Com a possibilidade da flexibilização dos contratos, o comércio de GNL na Bacia do Atlântico se dinamizou significativamente. Países como o Brasil, que buscam uma oferta de gás flexível puderam encontrar no GNL uma solução interessante. A participação dos contratos flexíveis atingiu cerca de 22% do comércio de GNL em 2009 e espera-se que chegue a 30% em 2010 (estimativa da BP Statistics).

Gráfico 2 – Participação dos Contratos Flexíveis no Comércio Mundial de GNL

Fonte: BP Statistical Review

Vale ressaltar que o comércio de GNL na região das Américas passou a utilizar o preço do Henry Hub como indexador nos seus contratos. Grandes players da indústria de GNL investiram bilhões de dólares em capacidade de liquefação e navios sem ancorar estes investimentos em contratos de longo-prazo. O mercado de gás dos Estados Unidos passou a ser visto como um mercado back-up para os contratos flexíveis e para a capacidade de liquefação descontratada e ofertada no mercado mundial de GNL de curto-prazo. A premissa básica para esta estratégia de comercialização de GNL é que as importações americanas de GNL tenderiam aumentar a médio e longo-prazos, garantindo um mercado de back-up.

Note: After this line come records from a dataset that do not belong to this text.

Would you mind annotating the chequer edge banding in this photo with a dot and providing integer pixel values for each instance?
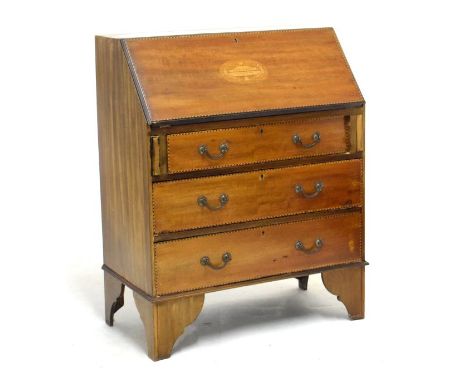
(253, 126)
(360, 258)
(324, 103)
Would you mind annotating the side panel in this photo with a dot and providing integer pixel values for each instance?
(124, 156)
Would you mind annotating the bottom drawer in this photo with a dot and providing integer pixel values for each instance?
(207, 261)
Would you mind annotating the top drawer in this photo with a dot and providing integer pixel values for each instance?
(257, 143)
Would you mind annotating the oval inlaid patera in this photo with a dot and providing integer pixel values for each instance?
(243, 71)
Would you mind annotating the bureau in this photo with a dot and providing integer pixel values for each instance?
(227, 160)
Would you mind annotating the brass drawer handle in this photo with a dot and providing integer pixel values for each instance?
(298, 141)
(223, 149)
(301, 247)
(205, 261)
(318, 189)
(203, 202)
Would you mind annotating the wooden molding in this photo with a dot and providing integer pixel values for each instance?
(113, 297)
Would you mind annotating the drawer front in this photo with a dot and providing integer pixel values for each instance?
(203, 202)
(257, 143)
(201, 262)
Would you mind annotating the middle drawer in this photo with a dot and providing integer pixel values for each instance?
(216, 200)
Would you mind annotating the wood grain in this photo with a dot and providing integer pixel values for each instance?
(182, 76)
(348, 285)
(125, 169)
(164, 322)
(257, 143)
(256, 253)
(255, 195)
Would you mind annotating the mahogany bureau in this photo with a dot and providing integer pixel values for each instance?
(227, 160)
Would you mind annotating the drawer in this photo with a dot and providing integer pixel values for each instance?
(219, 259)
(257, 143)
(210, 201)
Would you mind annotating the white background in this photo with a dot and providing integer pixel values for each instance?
(410, 61)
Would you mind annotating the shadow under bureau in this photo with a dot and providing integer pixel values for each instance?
(227, 160)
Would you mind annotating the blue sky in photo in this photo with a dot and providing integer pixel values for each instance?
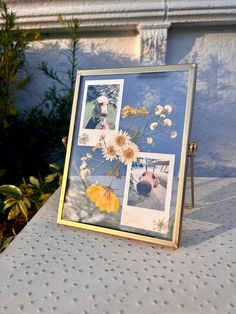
(150, 90)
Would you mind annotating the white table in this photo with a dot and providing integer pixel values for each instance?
(55, 269)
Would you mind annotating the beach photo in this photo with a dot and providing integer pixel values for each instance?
(101, 107)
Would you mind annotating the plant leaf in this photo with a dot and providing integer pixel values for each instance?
(109, 171)
(2, 171)
(23, 208)
(44, 197)
(49, 178)
(14, 212)
(11, 190)
(9, 204)
(55, 166)
(5, 243)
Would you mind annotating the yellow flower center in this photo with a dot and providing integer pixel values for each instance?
(128, 153)
(111, 151)
(120, 140)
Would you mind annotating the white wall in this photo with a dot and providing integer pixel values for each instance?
(214, 121)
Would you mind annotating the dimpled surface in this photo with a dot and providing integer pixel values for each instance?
(56, 269)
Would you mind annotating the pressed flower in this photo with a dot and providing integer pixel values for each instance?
(102, 137)
(132, 111)
(83, 165)
(120, 140)
(149, 140)
(168, 108)
(103, 197)
(153, 125)
(167, 122)
(173, 134)
(158, 110)
(83, 139)
(129, 154)
(109, 152)
(84, 173)
(99, 145)
(84, 158)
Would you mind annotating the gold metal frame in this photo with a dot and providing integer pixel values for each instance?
(174, 243)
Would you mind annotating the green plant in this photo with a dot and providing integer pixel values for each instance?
(13, 46)
(13, 76)
(55, 107)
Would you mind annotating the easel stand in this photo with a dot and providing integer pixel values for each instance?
(192, 149)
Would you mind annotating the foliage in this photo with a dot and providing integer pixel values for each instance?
(49, 121)
(29, 140)
(13, 47)
(13, 76)
(20, 203)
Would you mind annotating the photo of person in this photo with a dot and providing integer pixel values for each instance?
(148, 189)
(100, 110)
(148, 183)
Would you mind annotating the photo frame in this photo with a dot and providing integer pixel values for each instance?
(126, 159)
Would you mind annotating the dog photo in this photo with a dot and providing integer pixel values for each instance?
(148, 190)
(101, 107)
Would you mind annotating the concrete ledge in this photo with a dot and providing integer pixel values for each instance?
(117, 15)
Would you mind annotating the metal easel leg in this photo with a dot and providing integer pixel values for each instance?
(192, 149)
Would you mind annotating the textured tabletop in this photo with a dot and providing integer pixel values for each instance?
(56, 269)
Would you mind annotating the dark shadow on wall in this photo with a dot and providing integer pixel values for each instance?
(213, 123)
(213, 215)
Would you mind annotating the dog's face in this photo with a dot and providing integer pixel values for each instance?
(103, 105)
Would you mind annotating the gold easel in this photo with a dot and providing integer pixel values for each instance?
(192, 149)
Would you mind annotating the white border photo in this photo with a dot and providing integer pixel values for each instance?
(101, 106)
(147, 196)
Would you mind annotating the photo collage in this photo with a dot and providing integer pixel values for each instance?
(122, 184)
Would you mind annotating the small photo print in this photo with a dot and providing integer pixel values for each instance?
(101, 107)
(148, 191)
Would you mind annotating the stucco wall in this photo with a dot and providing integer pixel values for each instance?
(212, 48)
(214, 121)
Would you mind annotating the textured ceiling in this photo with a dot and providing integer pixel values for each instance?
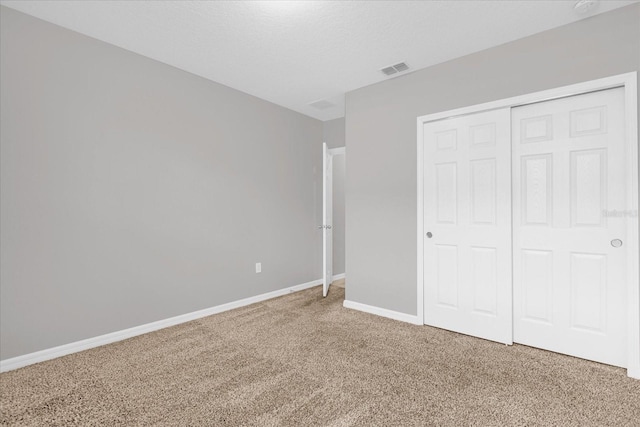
(297, 53)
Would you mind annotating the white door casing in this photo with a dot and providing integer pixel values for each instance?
(568, 181)
(467, 225)
(327, 219)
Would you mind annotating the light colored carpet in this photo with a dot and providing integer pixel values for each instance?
(303, 360)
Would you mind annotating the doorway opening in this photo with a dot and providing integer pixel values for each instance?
(333, 228)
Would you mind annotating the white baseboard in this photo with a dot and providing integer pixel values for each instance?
(74, 347)
(395, 315)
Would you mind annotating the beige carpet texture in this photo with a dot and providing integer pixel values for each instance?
(303, 360)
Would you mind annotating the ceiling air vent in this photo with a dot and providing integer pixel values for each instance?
(398, 68)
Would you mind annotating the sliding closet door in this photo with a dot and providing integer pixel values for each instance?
(467, 225)
(569, 254)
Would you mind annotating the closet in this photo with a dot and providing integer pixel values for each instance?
(525, 225)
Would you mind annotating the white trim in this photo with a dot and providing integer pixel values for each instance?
(629, 82)
(74, 347)
(337, 151)
(633, 237)
(420, 219)
(395, 315)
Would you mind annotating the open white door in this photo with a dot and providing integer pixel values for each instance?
(327, 219)
(467, 225)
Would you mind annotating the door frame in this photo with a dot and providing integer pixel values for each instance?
(629, 81)
(328, 155)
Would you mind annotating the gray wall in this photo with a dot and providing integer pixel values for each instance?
(132, 191)
(333, 135)
(381, 136)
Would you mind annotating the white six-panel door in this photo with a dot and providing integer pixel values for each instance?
(568, 184)
(467, 225)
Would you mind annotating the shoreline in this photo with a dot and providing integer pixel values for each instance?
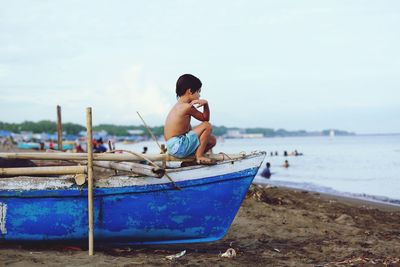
(354, 201)
(274, 226)
(372, 199)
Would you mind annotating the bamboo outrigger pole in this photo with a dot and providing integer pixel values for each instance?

Nos últimos três anos, começaram aparecer sérias dúvidas quanto à validade desta premissa. A produção de gás nos EUA começou a crescer de forma rápida contradizendo uma expectativa de redução desta produção. Esta evolução da produção de gás nos EUA esteve associada às importantes inovações tecnológicas que reduziram significativamente o custo de produção do gás não-convencional. Em função deste crescimento não-esperado da produção, o Departamento de Energia dos Estados Unidos foi obrigado a fazer sucessivas revisões de quanto às suas previsões de importação de GNL pelo país.

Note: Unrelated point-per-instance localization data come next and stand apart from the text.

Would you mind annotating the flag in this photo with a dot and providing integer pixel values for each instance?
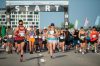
(97, 21)
(76, 24)
(86, 22)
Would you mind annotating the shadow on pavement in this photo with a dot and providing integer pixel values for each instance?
(32, 58)
(59, 56)
(3, 58)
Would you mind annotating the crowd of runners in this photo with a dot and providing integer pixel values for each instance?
(49, 39)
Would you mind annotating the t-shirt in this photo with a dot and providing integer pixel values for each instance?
(93, 35)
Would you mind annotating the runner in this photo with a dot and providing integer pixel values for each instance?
(94, 38)
(88, 39)
(31, 39)
(52, 40)
(20, 33)
(10, 41)
(76, 40)
(62, 40)
(68, 39)
(82, 36)
(44, 36)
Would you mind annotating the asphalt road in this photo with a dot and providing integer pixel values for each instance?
(43, 59)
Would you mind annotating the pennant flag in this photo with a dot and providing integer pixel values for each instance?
(97, 21)
(76, 24)
(86, 22)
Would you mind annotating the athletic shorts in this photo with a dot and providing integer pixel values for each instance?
(76, 42)
(31, 40)
(5, 40)
(10, 40)
(61, 40)
(82, 41)
(19, 41)
(52, 41)
(44, 42)
(92, 42)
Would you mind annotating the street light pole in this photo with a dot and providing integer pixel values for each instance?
(8, 12)
(66, 16)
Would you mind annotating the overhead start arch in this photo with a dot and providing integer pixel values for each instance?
(17, 9)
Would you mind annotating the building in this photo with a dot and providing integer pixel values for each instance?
(29, 11)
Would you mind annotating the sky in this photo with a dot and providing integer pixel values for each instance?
(51, 17)
(47, 17)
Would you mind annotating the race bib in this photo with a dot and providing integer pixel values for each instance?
(22, 34)
(39, 36)
(31, 37)
(10, 36)
(82, 37)
(94, 36)
(51, 32)
(61, 37)
(36, 37)
(43, 37)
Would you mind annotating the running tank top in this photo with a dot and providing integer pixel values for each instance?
(93, 35)
(62, 36)
(20, 32)
(31, 34)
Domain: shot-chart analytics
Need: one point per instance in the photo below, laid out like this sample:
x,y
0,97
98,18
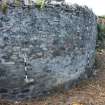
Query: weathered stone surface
x,y
59,41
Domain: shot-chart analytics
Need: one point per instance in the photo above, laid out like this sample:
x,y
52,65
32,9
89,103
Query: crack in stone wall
x,y
60,44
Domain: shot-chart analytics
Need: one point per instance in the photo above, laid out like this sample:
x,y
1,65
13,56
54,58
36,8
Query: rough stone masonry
x,y
59,45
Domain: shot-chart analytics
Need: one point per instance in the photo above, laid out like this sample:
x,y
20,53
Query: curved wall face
x,y
59,44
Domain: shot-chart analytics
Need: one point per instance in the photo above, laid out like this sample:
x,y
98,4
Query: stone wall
x,y
58,41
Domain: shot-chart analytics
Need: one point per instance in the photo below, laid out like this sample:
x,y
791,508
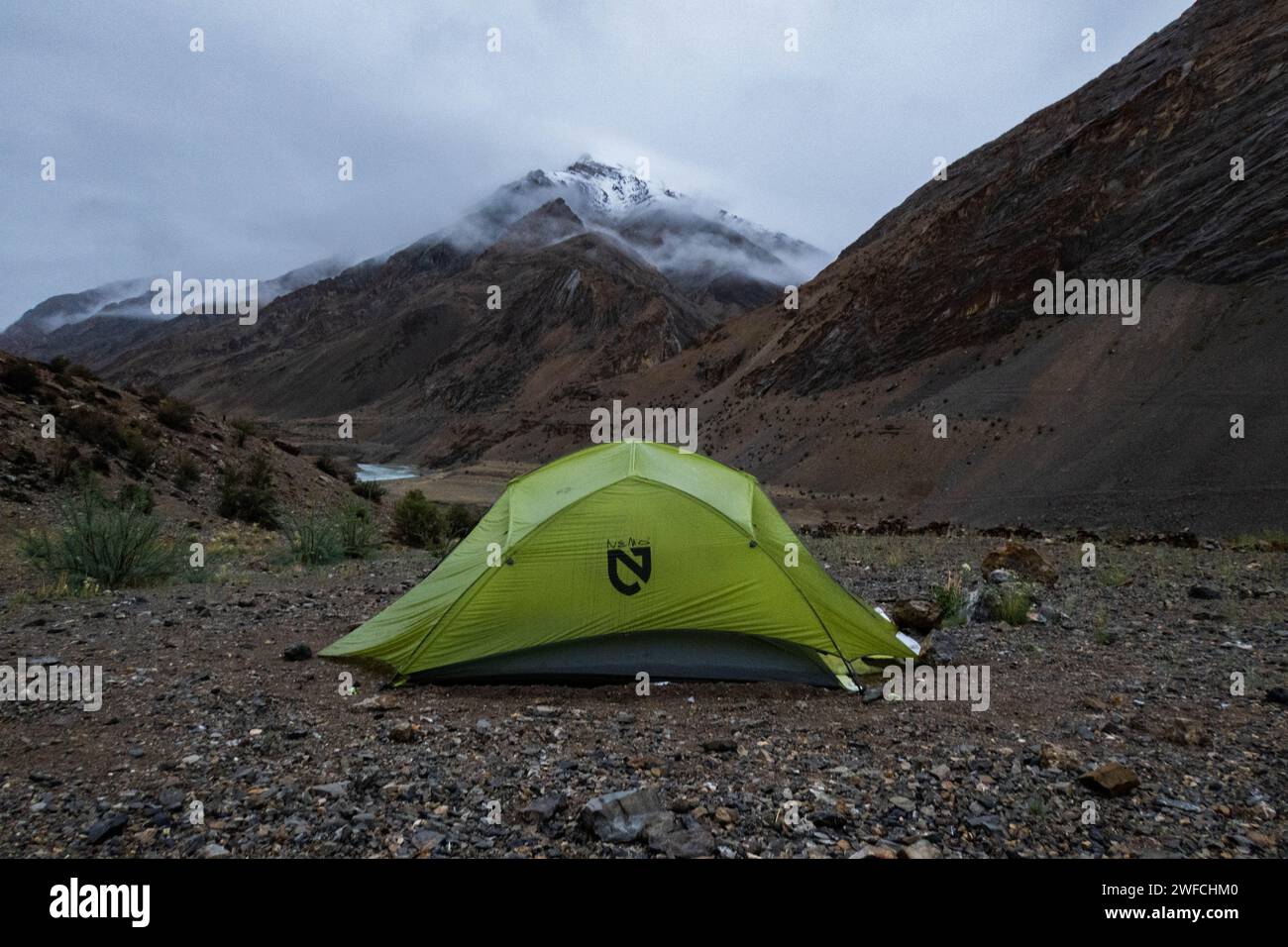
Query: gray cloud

Gráfico 3 – Previsão de Importações de GNL pelos Estados Unidos

Fonte: EIA-DOE

Concomitantemente à redução das previsões de importação de gás pelo Departamento de Energia dos EUA, o mercado passou a emitir um sinal de alerta importante para os produtores de GNL. O preço do gás no Henry Hub acompanhou a queda dos preços do petróleo em 2008 e continuou estável num patamar muito baixo, após a recuperação dos preços do petróleo durante o ano de 2009.

Gráfico 4 – Evolução dos preços do Petróleo e do Gás Natural no Henry Hub (EUA)

Fonte: MME

A dinâmica do mercado mundial de gás nos últimos 2 anos colocou em questão a estratégia de precificação do gás na Bacia do Atlântico. Os produtores de GNL passaram a estar expostos a um risco de mercado desconhecido até recentemente. A incerteza quanto à possível evolução dos preços do gás no mercado americano levam os produtores a se perguntarem se não seria hora de voltar a utilizar uma estratégia de precificação de gás mais convencional, em particular nos países onde não existe mercado spot de gás.

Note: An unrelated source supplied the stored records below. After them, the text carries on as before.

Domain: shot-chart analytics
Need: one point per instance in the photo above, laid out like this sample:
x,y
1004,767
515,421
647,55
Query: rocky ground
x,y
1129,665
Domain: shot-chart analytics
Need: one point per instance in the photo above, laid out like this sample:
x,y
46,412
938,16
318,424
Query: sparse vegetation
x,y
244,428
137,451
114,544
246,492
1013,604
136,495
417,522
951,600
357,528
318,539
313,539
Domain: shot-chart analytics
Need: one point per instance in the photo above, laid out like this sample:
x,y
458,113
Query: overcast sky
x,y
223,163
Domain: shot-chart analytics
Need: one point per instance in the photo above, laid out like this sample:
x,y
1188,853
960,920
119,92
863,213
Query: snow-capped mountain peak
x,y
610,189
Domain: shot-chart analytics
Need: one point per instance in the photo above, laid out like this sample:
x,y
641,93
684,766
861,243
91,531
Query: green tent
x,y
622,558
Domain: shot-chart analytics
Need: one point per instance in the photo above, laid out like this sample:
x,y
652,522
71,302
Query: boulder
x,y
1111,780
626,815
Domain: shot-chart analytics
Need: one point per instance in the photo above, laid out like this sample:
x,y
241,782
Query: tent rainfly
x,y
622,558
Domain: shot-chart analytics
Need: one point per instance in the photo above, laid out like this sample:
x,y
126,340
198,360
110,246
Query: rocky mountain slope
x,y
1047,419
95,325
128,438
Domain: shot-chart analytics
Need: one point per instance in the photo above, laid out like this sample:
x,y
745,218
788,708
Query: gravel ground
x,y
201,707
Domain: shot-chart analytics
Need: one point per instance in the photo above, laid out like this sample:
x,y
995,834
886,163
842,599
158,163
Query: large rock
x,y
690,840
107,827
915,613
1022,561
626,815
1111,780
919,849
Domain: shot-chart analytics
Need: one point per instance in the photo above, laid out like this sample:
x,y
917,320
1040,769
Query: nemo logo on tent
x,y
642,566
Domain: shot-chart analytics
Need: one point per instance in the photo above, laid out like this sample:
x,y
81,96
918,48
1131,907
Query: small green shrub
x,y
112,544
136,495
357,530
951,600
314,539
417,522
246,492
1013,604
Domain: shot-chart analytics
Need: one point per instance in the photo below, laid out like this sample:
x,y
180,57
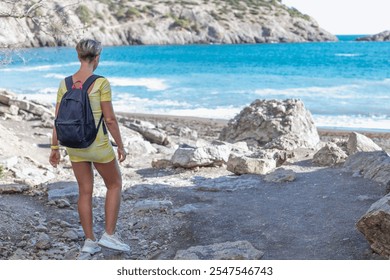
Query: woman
x,y
100,153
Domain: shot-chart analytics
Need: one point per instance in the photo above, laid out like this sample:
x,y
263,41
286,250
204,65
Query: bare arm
x,y
113,127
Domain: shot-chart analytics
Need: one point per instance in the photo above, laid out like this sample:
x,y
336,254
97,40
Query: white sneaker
x,y
113,242
91,247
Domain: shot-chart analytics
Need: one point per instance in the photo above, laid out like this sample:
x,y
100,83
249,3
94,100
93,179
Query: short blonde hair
x,y
88,49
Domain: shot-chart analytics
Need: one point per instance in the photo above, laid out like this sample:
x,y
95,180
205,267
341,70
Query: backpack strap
x,y
68,82
86,86
91,79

Atualmente o mercado mundial de GNL encontra-se numa situação de excesso de oferta de capacidade de liquefação, em função da crise de econômica mundial. Neste contexto, os produtores tendem a aceitar contratos ainda vinculados ao Henry Hub. Entretanto, muitas dúvidas pairam sobre qual será a evolução das formas de precificação de gás nos novos projetos de liquefação. O preço do gás nos Estados Unidos continuará sendo um marcador para o comércio de gás nas Américas? A tendência de redução dos prazos e aumento da flexibilidade dos contratos deverá persistir?

O estabelecimento de uma estratégia de comercialização de GNL na nossa região depender muito das respostas a estas questões.